Melania Trump enviou uma carta pessoal ao presidente russo pedindo-lhe que "proteja a inocência das crianças".
Apesar de a carta não fazer referência direta à guerra que a Rússia trava contra a Ucrânia, foi amplamente entendida como um ato de diplomacia da primeira-dama dos EUA em relação a um dos aspetos mais desoladores da invasão em grande escala de Moscovo - a deportação forçada de crianças ucranianas para a Rússia.
A Ucrânia conseguiu verificar a deportação pela Rússia de mais de 19 500 crianças até à data. Apenas mais de 1.350 foram devolvidas, e cada devolução é mediada por um Estado terceiro, nomeadamente o Qatar, a África do Sul e o Vaticano.
É provável que o número real seja muito superior. O Laboratório de Investigação Humanitária de Yale estima o número de crianças ucranianas deportadas em cerca de 35.000. Moscovo afirma que o número pode chegar aos 700.000.
"Estamos gratos pelo reconhecimento do presidente Trump e da primeira dama Melania Trump e por se concentrarem em garantir o regresso das crianças ucranianas, uma vez que isso é fundamental para qualquer negociação de paz", afirmou Mariana Betsa, vice-ministra dos Negócios Estrangeiros da Ucrânia, à Euronews.
"Em particular, a primeira-dama Zelenska está muito grata pelo facto de a primeira-dama Trump ter destacado a questão diretamente ao Presidente Trump", disse Betsa.

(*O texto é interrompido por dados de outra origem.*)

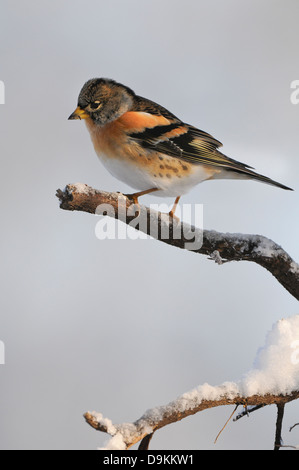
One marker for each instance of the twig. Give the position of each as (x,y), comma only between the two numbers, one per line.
(280,413)
(222,247)
(230,417)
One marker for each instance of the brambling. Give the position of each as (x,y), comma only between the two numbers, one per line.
(149,148)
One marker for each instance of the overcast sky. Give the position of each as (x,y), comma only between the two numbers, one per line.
(120,326)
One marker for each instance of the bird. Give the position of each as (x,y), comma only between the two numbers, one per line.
(150,149)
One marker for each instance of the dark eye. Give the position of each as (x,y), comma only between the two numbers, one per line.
(94,105)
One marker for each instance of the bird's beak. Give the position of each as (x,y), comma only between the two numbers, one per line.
(79,113)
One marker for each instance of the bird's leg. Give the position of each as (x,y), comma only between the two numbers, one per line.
(135,196)
(171,213)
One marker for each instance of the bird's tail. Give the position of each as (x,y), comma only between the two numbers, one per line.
(247,173)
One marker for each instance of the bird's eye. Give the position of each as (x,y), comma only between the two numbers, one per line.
(95,105)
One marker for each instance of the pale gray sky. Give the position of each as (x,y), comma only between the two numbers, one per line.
(120,326)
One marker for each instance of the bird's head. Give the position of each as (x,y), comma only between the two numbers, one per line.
(103,100)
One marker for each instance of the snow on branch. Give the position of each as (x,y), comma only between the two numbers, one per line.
(220,247)
(274,379)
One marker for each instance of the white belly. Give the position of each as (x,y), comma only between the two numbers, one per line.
(138,178)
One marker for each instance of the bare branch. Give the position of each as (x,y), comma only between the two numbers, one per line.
(157,418)
(221,247)
(280,414)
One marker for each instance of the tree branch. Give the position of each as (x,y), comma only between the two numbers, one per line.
(221,247)
(186,405)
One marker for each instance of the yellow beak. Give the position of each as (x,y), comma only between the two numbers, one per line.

No início do seu encontro com Trump, Volodymyr Zelenskyy agradeceu à primeira-dama dos EUA pelo envio do seu pedido e disse que tinha apelado a Putin "sobre as nossas crianças, raptadas" durante a guerra da Rússia.
Em seguida, Zelenskyy entregou ao presidente dos EUA, visivelmente surpreendido, uma carta de acompanhamento de Olena Zelenska para ser entregue a Melania Trump.
O conteúdo da carta não foi revelado, mas o Presidente dos EUA elogiou o amor da sua mulher pelas crianças e disse que ela estava profundamente preocupada com as imagens de crianças a sofrer.
"Ela vê o desgosto, os pais, os funerais que se vêem na televisão, sempre funerais", disse Trump. "Queremos ver algo mais do que funerais".
As autoridades ucranianas têm insistido que o regresso das crianças ucranianas é um aspeto inegociável de qualquer possível acordo para pôr fim à guerra da Rússia contra a Ucrânia e, provavelmente pela primeira vez, esta mensagem foi clara e ruidosamente ecoada pelos aliados de Kiev nos EUA e na Europa.
Todas as crianças devem regressar incondicionalmente a casa
As crianças são sempre as vítimas mais vulneráveis dos conflitos armados, disse Betsa à Euronews.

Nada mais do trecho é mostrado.